Stefan: Yeah. Are there, to come back to that observation, [00:08:00], because we see that too, so that Hadoop comes to melting pot for all the data, but then if it’s valuable inside, people are still pushing into databases. Why do you think this is there because you have a BI system sitting on top of the database? It’s working well, that’s maybe overly integrated, or are people just feeling more comfortable having data clean and structured?
Because you could argue, “Hey, I just land all the data in there, and instead of cleaning it and transforming the data, I just do a view of the data, kind of the view concept from databases where my view is the cleaning of the data.” The advantage will be if I change my mind what clean data means, I would just change the field, right? Aren’t we at the point that we have enough storage and compute to handle everything as a field?

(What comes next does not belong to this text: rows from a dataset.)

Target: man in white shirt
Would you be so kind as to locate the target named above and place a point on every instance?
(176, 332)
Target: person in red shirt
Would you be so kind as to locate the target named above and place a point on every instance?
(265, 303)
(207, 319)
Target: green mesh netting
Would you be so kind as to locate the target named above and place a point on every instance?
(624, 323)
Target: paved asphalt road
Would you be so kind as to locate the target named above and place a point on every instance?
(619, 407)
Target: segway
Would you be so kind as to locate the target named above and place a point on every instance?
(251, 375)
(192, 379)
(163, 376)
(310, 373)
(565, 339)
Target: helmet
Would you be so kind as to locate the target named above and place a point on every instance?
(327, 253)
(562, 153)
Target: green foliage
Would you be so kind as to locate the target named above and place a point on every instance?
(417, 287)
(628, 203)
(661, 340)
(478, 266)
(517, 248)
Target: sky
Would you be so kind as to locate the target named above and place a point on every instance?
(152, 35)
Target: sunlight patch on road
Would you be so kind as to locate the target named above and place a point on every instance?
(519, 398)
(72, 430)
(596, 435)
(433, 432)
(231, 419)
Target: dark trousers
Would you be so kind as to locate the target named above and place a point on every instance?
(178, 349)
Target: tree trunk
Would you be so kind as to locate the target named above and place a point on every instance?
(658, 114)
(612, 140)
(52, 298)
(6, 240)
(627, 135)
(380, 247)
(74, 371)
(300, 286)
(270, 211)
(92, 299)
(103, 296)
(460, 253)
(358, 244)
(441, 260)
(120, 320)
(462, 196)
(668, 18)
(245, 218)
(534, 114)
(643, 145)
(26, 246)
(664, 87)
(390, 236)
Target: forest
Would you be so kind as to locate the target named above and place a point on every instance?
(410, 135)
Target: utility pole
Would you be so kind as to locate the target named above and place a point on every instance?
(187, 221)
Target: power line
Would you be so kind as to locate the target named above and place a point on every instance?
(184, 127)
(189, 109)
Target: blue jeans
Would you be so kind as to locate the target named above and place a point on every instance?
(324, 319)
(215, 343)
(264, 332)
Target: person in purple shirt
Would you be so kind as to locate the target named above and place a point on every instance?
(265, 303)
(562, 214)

Justin: Right. I certainly believe that’s coming, and hopefully not too far away, but I think the challenge, still, for a lot of people is that these existing legacy platforms have so much functionality already built into them that Hadoop hasn’t been able to duplicate, yet. To your point, BI tools is one common way that people want to interact with that data, and these tools don’t work perfectly seamlessly with Hadoop yet today. Things like doing deletes or updates, for that matter. Stefan: And you guys do that, deletes and updates?
Justin: Not yet, but very shortly. That’s something we’re working on, and again something that we think we’ll be able to implement much more quickly, given our DBMS component of our architecture than open source vendors that are trying to reinvent the wheel, to your point earlier.